Dal 25 marzo al 13 aprile al Teatro Studio Melato
Credoinunsolodio
Tre donne in Terra Santa
un dialogo impossibile, un destino comune
Manuela Mandracchia, Sandra Toffolatti, Mariangeles Torres
in un testo di Stefano Massini
Mercoledì 29 marzo, al Chiostro, incontro con il pubblico
CredoinunsoloDio o CredoinunsolOdio: si può leggere in entrambi i modi il titolo della pièce che coniuga il talento drammaturgico di Stefano Massini e quello registico-interpretativo di Manuela Mandracchia, Sandra Toffolatti, Mariangeles Torres. Le storie procedono parallele, destinate a un epilogo comune nel grande labirinto della cosiddetta Terra Santa.
Tre ritratti di donna, tre culture, tre religioni, tre percorsi di vita. Le loro storie procedono parallele, all’apparenza inconciliabili, eppure destinate fin dall’inizio a un epilogo comune, nel grande labirinto della cosiddetta Terra Santa, in cui il tritolo si infiamma con l’odio e le paure si insinuano nel sangue come virus.
Le tre donne sono: Eden Golan, docente di storia ebraica; Mina Wilkinson, più o meno nascostamente in forza a un esercito straniero; Shirin Akhras, ventenne studentessa palestinese. I loro punti di vista si intrecciano e si allontanano, fra improvvisi, rischiosissimi incontri e vertiginose contrapposizioni, sfiorando talvolta il brivido inconsulto di una perfetta sintonia. Ma non è consentito combattere dalla stessa parte, sulla scacchiera in cui tutto vive di contrapposizioni. In una drammaturgia condotta su tre binari narrativi, senza mai dialogo, la vicenda si nutre di echi e di rimandi, convergenze e antitesi, e dopo un crescendo inarrestabile culmina nel fuoco purificante e maledetto dell’ennesimo sacrificio.
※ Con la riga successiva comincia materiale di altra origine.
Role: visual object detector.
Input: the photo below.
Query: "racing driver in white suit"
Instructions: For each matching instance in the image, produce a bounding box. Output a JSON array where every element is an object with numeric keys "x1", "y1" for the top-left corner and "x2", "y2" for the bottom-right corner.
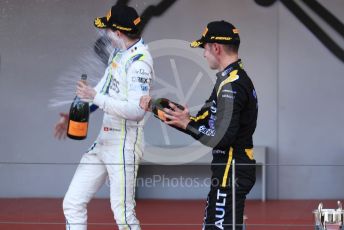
[{"x1": 55, "y1": 5, "x2": 153, "y2": 230}]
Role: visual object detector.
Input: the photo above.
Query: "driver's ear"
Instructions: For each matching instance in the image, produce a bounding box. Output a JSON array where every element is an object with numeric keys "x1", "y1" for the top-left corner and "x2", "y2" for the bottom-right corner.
[{"x1": 213, "y1": 43, "x2": 220, "y2": 54}]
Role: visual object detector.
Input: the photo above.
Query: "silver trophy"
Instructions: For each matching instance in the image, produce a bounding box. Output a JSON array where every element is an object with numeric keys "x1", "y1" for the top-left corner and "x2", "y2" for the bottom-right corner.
[{"x1": 313, "y1": 201, "x2": 344, "y2": 230}]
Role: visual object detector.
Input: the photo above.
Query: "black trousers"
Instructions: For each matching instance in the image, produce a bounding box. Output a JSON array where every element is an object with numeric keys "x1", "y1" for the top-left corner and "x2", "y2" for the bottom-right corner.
[{"x1": 203, "y1": 159, "x2": 255, "y2": 230}]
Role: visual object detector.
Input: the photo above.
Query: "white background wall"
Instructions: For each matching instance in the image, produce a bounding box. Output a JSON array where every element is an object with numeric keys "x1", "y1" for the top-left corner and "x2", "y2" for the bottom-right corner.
[{"x1": 0, "y1": 0, "x2": 344, "y2": 199}]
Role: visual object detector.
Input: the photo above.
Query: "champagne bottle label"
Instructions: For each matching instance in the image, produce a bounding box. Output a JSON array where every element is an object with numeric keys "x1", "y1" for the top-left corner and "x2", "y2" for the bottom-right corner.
[
  {"x1": 157, "y1": 109, "x2": 167, "y2": 121},
  {"x1": 68, "y1": 120, "x2": 88, "y2": 137}
]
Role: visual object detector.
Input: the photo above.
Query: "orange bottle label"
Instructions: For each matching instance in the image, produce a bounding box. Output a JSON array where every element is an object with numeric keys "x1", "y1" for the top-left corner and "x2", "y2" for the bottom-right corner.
[
  {"x1": 158, "y1": 109, "x2": 166, "y2": 121},
  {"x1": 68, "y1": 120, "x2": 88, "y2": 137}
]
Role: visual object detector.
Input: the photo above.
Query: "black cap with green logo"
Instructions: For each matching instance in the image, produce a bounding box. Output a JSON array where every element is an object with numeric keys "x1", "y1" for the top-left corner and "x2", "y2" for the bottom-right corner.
[{"x1": 190, "y1": 20, "x2": 240, "y2": 48}]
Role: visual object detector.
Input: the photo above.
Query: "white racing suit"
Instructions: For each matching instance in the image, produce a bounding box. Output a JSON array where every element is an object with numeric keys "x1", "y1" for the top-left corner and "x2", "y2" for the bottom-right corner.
[{"x1": 63, "y1": 39, "x2": 153, "y2": 230}]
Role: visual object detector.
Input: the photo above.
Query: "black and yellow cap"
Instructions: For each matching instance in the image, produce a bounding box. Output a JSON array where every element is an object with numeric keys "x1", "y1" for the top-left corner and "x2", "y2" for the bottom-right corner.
[
  {"x1": 190, "y1": 20, "x2": 240, "y2": 48},
  {"x1": 94, "y1": 4, "x2": 141, "y2": 34}
]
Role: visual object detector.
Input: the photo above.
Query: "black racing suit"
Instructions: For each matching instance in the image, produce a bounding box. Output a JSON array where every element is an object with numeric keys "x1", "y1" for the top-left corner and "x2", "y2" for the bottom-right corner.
[{"x1": 186, "y1": 60, "x2": 258, "y2": 229}]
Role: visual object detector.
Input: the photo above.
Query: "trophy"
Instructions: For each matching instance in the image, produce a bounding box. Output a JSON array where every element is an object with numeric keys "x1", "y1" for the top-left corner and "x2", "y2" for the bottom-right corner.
[{"x1": 313, "y1": 201, "x2": 344, "y2": 230}]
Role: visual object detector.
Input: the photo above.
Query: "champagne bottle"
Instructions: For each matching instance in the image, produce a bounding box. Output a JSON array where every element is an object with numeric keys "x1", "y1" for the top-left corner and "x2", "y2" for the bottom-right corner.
[
  {"x1": 149, "y1": 98, "x2": 184, "y2": 121},
  {"x1": 67, "y1": 74, "x2": 90, "y2": 140}
]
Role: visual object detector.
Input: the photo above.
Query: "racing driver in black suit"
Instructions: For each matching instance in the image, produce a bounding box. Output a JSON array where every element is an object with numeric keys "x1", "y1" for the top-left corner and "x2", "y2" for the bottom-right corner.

Credoinunsolodio è un testo scritto da Stefano Massini nel 2010. Frutto di un profondo studio della situazione e delle motivazioni, l’opera procede con un meccanismo a orologeria, fitto di cambi repentini di punto di vista, lasciando come sempre al pubblico ogni giudizio e ogni conclusione. Un mosaico di sensazioni, riflessioni e stati d’animo, rappresentati in un puzzle di solitudini, laddove niente è più spiazzante che l’eterno confronto con i propri ideali e le proprie credenze. Ne nasce una drammaturgia segnata da un continuo capovolgimento di struttura, sempre lontana dal chiarimento, appesa al filo di un equilibrio impossibile e di un appuntamento risolutivo, in eterno rimandato.